Terakhir, elemen ketiga: keheningan sangat penting dalam perjalanan kesatuan Kristen. Memang, itu adalah hal yang mendasar dalam doa, dan ekumenisme dimulai dengan doa dan akan steril tanpanya. Yesus sendiri berdoa agar murid-murid-Nya “semua menjadi satu” (Yohanes 17:21). Kesunyian yang merupakan doa memungkinkan kita menerima karunia kesatuan “sesuai kehendak Kristus … dengan cara yang Ia pilih” (bdk. ABBÉ COUTURIER, Doa untuk Kesatuan), bukan sebagai buah usaha kita sendiri dan sesuai dengan kriteria manusia semata. Semakin kita bersama-sama berdoa kepada Tuhan, semakin kita merasa bahwa Dialah yang menyucikan kita dan mengatasi perbedaan kita. Kesatuan Kristen tumbuh dalam keheningan di hadapan Salib, sama seperti benih yang akan kita terima, yang mewakili berbagai karunia yang dianugerahkan oleh Roh Kudus kepada berbagai tradisi: terserah kita untuk menaburkannya, dengan keyakinan bahwa hanya Allah yang menyebabkan pertumbuhan (lihat 1 Korintus 3:6). Mereka akan menjadi tanda bagi kita, yang diundang untuk mati kepada egoisme dengan tenang, agar, melalui tindakan Roh Kudus, tumbuh dalam persekutuan dengan Allah dan persaudaraan di antara kita sendiri.

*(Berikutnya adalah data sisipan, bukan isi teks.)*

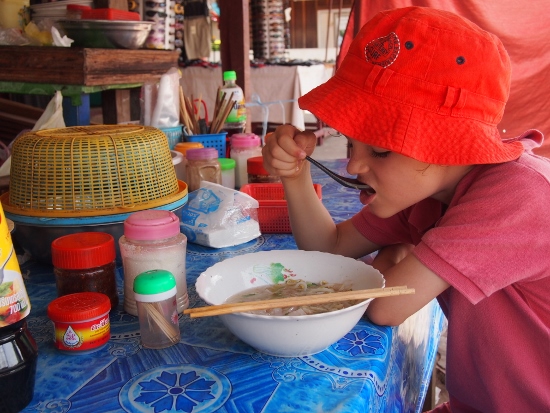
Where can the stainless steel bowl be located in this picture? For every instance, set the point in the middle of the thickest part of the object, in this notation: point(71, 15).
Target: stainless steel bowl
point(109, 34)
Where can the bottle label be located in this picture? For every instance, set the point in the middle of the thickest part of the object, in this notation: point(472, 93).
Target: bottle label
point(82, 336)
point(238, 112)
point(14, 301)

Itulah sebabnya, saudara-saudari, dalam doa bersama kita meminta untuk belajar kembali untuk berdiam diri: mendengarkan suara Bapa, panggilan Yesus, dan bisikan Roh Kudus. Marilah kita meminta agar Sinode menjadi kairos persaudaraan, tempat di mana Roh Kudus akan menyucikan Gereja dari gosip, ideologi, dan polarisasi. Ketika kita mendekati peringatan penting dari Konsili Nicaea yang besar, marilah kita meminta agar kita tahu bagaimana, seperti orang-orang bijak, untuk menyembah bersama dalam kesatuan dan kesunyian misteri Allah yang menjadi manusia, yakin bahwa semakin dekat kita dengan Kristus, semakin bersatu kita akan menjadi di antara kita. Dan seperti orang-orang bijak dari Timur dipimpin ke Betlehem oleh bintang, demikianlah cahaya surgawi dapat membimbing kita kepada Tuhan yang tunggal dan kepada kesatuan yang Dia doakan. Saudara-saudari, marilah kita bersama-sama berangkat, dengan semangat untuk bertemu dengan-Nya, menyembah-Nya, dan memberitakan-Nya, “sehingga dunia percaya” (Yohanes 17:21).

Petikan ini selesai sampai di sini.